Envahie d’un merveilleux soulagement, Marianne, partagée entre l’envie de rire et celle de se remettre à pleurer, considéra Jolival avec une nuance d’admiration.

— Vous saviez que j’allais venir ?

Le sourire du vicomte-homme de lettres s’effaça et la jeune femme s’aperçut qu’il avait vieilli durant son absence. Un peu plus d’argent marquait ses tempes et les rides du souci s’étaient creusées entre ses sourcils comme au coin de sa bouche. Avec tendresse, elle embrassa ces stigmates de l’inquiétude.

— C’était notre seule chance de vous retrouver, soupira-t-il. Je savais que, vivante, vous feriez tout au monde pour arriver à votre rendez-vous. En dehors de cela, nous n’avions pu trouver aucune piste malgré les efforts de tous, y compris la grande-duchesse Elisa qui a mis sa police en chasse. Agathe a bien parlé d’une lettre de Mme Cenami, une lettre qui devait vous donner un rendez-vous, car vous êtes partie précipitamment, habillée pour passer aussi inaperçue que possible. Mais, naturellement, Mme Cenami n’avait jamais écrit... et vous aviez négligé de me laisser la moindre indication, reprocha-t-il doucement.

— La lettre de Zoé demandait le secret. J’ai cru qu’elle était en danger. Je n’ai pas assez réfléchi. Mais si vous saviez combien j’ai pu regretter mon imprudence...

— Ma pauvre enfant. L’amour, l’amitié et la prudence ne font pas souvent bon ménage, surtout chez vous ! Evidemment le général Arrighi et moi avons tout de suite songé à votre mari qui pouvait avoir perdu patience.

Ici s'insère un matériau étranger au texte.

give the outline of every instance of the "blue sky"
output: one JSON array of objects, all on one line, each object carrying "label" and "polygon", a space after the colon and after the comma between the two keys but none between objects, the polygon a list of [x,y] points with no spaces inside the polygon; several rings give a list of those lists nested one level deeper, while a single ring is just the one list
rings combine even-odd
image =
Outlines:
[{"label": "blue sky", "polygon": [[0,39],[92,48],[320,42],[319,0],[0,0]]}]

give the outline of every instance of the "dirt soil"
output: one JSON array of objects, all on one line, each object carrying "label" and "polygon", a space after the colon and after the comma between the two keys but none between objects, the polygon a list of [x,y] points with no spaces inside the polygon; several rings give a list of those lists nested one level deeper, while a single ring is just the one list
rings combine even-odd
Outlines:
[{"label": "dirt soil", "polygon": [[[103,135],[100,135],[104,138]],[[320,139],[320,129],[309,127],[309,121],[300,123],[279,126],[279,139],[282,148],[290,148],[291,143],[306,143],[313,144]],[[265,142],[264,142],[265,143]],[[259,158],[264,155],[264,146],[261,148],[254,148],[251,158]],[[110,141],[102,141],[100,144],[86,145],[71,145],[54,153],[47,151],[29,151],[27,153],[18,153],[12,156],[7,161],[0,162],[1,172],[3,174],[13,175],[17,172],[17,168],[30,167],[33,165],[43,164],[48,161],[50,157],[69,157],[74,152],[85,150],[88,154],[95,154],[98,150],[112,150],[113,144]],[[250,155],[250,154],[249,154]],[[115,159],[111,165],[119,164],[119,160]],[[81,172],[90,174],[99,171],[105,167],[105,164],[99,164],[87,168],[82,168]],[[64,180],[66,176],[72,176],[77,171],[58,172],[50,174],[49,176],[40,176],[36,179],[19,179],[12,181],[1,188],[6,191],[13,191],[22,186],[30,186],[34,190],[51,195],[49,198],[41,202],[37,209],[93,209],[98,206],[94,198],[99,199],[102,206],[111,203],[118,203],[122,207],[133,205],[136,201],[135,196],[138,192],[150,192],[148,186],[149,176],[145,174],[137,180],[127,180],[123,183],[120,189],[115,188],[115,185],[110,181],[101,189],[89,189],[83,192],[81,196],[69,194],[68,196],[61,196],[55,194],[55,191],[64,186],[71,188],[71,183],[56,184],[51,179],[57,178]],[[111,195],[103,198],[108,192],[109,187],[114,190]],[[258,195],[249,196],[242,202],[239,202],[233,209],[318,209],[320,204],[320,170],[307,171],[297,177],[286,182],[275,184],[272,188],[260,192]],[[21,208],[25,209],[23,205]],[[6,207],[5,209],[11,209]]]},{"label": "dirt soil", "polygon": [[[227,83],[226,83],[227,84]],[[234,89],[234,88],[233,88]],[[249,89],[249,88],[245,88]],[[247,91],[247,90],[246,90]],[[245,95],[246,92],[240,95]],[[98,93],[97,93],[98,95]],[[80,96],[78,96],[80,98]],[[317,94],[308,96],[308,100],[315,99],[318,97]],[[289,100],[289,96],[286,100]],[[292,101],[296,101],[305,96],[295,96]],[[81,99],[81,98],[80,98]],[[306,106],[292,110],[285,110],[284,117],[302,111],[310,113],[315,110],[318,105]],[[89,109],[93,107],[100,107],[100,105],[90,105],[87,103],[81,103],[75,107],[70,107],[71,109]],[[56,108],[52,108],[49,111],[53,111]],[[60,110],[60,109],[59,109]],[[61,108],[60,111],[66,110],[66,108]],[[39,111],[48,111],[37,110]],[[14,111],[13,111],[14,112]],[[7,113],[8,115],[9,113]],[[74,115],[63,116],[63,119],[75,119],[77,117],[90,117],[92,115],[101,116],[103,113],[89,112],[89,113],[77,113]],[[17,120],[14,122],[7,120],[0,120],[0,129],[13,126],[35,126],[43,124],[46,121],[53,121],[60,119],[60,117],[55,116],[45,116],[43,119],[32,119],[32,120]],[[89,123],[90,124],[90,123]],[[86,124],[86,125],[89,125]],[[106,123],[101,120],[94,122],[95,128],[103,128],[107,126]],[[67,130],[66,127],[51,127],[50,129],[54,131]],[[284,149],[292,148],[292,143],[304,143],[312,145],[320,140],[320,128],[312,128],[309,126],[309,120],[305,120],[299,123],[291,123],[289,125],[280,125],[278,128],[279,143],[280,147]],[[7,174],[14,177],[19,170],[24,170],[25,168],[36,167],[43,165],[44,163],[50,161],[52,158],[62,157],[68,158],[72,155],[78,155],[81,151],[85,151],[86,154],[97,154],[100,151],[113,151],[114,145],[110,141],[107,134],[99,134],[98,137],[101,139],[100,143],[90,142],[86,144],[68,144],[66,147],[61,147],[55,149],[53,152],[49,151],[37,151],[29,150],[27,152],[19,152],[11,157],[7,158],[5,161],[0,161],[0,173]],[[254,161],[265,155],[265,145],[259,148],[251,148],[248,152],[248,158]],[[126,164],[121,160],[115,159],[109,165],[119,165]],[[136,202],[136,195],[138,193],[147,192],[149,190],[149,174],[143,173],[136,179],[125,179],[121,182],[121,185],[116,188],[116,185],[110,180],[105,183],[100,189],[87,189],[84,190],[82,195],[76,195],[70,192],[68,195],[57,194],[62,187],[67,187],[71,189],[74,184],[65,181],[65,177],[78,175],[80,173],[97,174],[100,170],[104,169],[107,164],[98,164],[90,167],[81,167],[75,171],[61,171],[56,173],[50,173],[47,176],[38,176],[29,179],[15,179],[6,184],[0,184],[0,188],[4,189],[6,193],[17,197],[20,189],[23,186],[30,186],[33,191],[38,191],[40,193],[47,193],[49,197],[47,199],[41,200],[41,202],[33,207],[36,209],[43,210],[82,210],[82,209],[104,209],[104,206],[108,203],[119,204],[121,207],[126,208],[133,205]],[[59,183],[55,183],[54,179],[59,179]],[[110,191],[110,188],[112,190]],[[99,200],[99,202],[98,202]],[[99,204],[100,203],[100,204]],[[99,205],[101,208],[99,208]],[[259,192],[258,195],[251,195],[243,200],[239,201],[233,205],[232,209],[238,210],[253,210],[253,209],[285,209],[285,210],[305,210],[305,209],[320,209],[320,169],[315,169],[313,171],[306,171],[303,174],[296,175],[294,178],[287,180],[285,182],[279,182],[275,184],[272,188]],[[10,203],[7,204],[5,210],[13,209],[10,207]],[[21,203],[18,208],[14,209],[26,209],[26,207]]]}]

— Le prince est mort ! coupa Marianne sombrement. On l’a assassiné !

— Ah !...

A son tour Jolival scruta le visage de son amie. Ce qu’elle avait pu endurer y était inscrit clairement dans la pâleur du teint et l’angoisse du regard. Il devina qu’elle était passée par des heures terribles et qu’il était peut-être encore tôt pour en parler. Remettant à plus tard les questions qui lui venaient naturellement, Jolival reprit son récit :

— Vous me raconterez ensuite. Il est évident que cela explique bien des choses. Mais, après votre disparition, nous étions comme fous. Gracchus parlait d’aller mettre le feu à la villa de Lucques et Agathe pleurait toute la journée en disant que c’était sûrement le démon des Sant’Anna qui vous avait enlevée. Le plus calme, bien entendu, ce fut le duc de Padoue. Il s’est rendu, en personne et solidement escorté, à la villa dei Cavalli, mais il n’a trouvé que les serviteurs, peu nombreux, qui y vivent à demeure pour l’entretien. Et personne ne savait où se trouvait le prince. Il est... où il était coutumier, parait-il, de ces absences, souvent fort longues, et il n’avertissait jamais ni de son départ ni de son retour.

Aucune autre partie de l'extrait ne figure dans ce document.